Yannick Neuder, ministre chargé de la santé et de l'accès aux soins . Je vous communique les éléments de réponses du ministre de l'intérieur.
En matière de lutte contre les stupéfiants, les statistiques témoignent d'un travail d'initiative et de l'engagement très fort des policiers et des gendarmes, que je tiens à remercier.

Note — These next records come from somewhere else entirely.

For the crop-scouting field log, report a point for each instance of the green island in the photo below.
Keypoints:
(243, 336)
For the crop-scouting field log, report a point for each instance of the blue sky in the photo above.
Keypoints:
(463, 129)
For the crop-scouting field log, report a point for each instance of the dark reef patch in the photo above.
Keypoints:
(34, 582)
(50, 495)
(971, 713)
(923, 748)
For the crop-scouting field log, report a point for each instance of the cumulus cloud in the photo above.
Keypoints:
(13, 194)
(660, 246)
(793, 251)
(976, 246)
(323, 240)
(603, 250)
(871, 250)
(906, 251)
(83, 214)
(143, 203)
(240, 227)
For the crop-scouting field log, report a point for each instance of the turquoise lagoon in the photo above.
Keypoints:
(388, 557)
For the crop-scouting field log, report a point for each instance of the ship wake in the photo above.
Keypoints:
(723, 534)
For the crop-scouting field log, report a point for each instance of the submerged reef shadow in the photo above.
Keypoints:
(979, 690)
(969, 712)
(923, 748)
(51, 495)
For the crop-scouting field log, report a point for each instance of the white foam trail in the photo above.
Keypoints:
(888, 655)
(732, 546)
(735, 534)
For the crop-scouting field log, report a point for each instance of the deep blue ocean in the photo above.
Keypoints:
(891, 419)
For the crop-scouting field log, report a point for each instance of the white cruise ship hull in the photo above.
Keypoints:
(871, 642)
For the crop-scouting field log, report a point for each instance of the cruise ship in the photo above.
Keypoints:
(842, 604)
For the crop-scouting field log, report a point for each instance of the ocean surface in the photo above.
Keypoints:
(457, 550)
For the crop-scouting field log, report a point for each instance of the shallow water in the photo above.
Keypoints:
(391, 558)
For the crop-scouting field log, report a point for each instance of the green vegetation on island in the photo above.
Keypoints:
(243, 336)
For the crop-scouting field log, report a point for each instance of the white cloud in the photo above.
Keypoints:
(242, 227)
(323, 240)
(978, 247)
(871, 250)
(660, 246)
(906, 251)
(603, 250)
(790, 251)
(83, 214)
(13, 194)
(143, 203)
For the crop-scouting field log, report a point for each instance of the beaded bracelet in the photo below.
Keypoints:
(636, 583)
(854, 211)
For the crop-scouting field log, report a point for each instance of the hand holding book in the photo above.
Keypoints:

Permettez-moi de nuancer vos propos relatifs à l'explosion de la violence. Si le gouvernement ne sous-estime pas la montée de la violence dans notre société, les efforts engagés et la mobilisation des forces de l'ordre produisent des résultats. Quelques chiffres en témoignent.
Par exemple, en zone police, on observe une baisse de 11,3 % des violences physiques crapuleuses en 2024, les homicides sont en recul de 5,9 %, les atteintes aux biens de 4,1 %, et les cambriolages de 6,3 %. J'entends cependant que les chiffres de la délinquance demeurent toujours trop élevés.
Notre pays est confronté à un phénomène massif de consommation et de trafic de stupéfiants. Le Sénat vient d'adopter la proposition de loi visant à sortir la France du piège du narcotrafic, qui a fait l'objet d'un très large consensus. Elle permettra de doter nos services de moyens techniques d'enquête à la hauteur des enjeux. Le ministre d'État, ministre de l'intérieur, espère donc que cette volonté partagée et transpartisane de lutter contre les narcotrafiquants se manifestera aussi dans votre assemblée.
Sans attendre ces nouveaux outils juridiques, il a demandé que soient mobilisés tous les moyens et outils à disposition de l'État afin de mener non seulement la bataille de la sécurité du quotidien, mais également le combat contre le narcotrafic. C'est l'objet même des plans d'actions départementaux de restauration de la sécurité du quotidien présentés le 21 février, qui ont été élaborés au plus près du terrain, par les préfets. Ils seront mis en œuvre en collaboration avec les élus et les partenaires locaux, dans une logique de continuum de sécurité – c'est fondamental.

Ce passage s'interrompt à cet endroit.